Overall, what we're facing is an attack on education. Absolutely consistently with what I've been calling the legitimation crisis in education, the CSU's proposals contemplate faculty labor as though we were course-delivery mechanisms. No: badly-designed, noisy course-delivery mechanisms. The reason for this, in turn, is that the CSU administration, and apparently also the board of trustees, believes that knowledge is not only a commodity, but one that is available in equivalent modular packages. Now, if there are two competing packages, one of which costs the university in terms of tenure, enforceable rights, benefits, and so forth, and the other never complains because it's a software package sold by a publishing company, then the better option is clearly, from this standpoint, the software package.
What this says about the value of faculty labor is insulting, demeaning, dehumanizing, and ignorant. But most of what the public at large understands about faculty labor coincides just about exactly with the CSU's position, because in general the public, I would venture to say, believes the same thing about knowledge. This is the source of CSU's tremendous advantage over CFA, when bargaining our contract turns to the more arcane issues of faculty rights over curriculum, workload, class size, tenure protections, evaluations, and other non-fiscal issues.
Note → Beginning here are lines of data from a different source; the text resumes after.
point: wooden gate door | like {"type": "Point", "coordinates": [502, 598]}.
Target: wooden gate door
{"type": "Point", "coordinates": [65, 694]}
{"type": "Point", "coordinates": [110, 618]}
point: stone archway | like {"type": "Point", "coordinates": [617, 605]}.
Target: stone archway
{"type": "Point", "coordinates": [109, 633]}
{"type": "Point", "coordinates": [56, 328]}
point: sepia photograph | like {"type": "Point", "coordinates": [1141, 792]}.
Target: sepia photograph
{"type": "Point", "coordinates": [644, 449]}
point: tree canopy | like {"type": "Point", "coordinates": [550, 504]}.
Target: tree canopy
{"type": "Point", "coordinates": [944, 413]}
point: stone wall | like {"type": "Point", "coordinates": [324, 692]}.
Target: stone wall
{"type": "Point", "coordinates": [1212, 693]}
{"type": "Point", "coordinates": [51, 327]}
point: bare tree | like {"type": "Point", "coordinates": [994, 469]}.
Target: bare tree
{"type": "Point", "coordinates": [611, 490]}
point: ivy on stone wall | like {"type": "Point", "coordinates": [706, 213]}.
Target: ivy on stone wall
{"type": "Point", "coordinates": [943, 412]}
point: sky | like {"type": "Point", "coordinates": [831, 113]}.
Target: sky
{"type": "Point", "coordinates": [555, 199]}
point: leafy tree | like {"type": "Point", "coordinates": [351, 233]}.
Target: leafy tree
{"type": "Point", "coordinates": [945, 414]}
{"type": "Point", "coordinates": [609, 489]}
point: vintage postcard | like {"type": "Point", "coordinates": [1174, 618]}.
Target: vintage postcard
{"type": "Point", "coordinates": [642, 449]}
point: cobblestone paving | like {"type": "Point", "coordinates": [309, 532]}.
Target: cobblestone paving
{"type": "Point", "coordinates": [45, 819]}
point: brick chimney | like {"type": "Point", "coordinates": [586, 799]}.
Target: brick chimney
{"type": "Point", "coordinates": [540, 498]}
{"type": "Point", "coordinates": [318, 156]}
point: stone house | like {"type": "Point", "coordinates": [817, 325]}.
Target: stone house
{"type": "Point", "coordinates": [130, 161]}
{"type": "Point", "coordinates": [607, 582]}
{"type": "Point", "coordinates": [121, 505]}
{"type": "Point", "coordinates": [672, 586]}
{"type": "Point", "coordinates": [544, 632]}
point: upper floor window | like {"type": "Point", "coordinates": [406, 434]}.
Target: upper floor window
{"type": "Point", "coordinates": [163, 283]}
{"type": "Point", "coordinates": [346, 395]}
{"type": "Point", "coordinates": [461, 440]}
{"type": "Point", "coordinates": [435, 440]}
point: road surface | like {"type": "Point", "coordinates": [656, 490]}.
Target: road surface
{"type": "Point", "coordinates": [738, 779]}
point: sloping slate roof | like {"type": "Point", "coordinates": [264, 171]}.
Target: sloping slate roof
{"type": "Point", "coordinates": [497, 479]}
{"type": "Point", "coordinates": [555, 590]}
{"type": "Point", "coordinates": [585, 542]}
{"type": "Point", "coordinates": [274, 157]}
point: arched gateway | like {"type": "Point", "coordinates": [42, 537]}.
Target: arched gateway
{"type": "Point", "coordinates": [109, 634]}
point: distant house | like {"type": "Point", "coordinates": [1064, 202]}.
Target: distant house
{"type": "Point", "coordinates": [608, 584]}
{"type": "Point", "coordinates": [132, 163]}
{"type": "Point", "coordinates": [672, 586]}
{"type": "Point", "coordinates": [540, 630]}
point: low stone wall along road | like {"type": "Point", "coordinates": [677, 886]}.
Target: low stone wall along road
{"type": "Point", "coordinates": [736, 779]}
Never mind that the theory of knowledge operating in this approach is absolutely absurd. One does not come to know something by purchasing information about it. That this is a prevailing view, dismissing completely the significance of critical thinking, being able to communicate, or being able to understand in broad and integrative terms - the kind of terms that would help a person understand complex systems like economies or ecological environments. If Pearson textbook publishers can sell the university a package that it can turn around and sell to students, called "Economics" or "Ecology," for less than the cost of hiring an expert to teach those courses, then, from that crudely economic perspective that understands all goals in terms of bottom-line "throughput," that's the best "delivery mechanism."
Delivery, I always want to ask, of what?
Face facts: As a delivery mechanism, a person with a PhD in philosophy is about totally useless. I can't deliver much of anything, excepts a set of not-very-compelling facts about the biographies and histories of a few philosophers. Nothing in philosophy beyond that is, really, a fact. Theoretical thinking is not reducible to monologue, and there is no consensus in philosophy about anything - not even how to interpret the basic works and theories of great philosophers.
But Pearson's philosophy-in-a-box would solve all those problems by simply eliminating any ambiguity, or reducing it to a statement that "it's complicated," and presenting students philosophy as a set of facts about philosophy. The relevant analogy here is whether presenting a person a series of facts about you would be equivalent to knowing you, and I think it's not.
Philosophy is not so unlike other disciplines. If it were, then sciences would never change.
Ergo, whatever is being sold to students in prepackaged courses, it is not knowledge, as understood within the learned disciplines themselves.
So, faculty clearly win the argument. Experts are experts precisely in so far as non-experts do not know or understand what the experts know and understand. You need experts to explain their expertise for exactly that reason. QED.
None of which matters at all, because the typical college administrator knows the typical college student sees only per-unit cost, time-to-graduation, and the cash value of the diploma, as relevant measures of "college." The typical college student is not in college to learn, and many do not understand what learning is or how to do it, and administrators understand this. So it is easy for administrators to sell Pearson's cheaper prepackaged non-education, to a great degree, because it's exactly what most people want from college.
I was going to conclude with a statement of hope, but I don't wanna.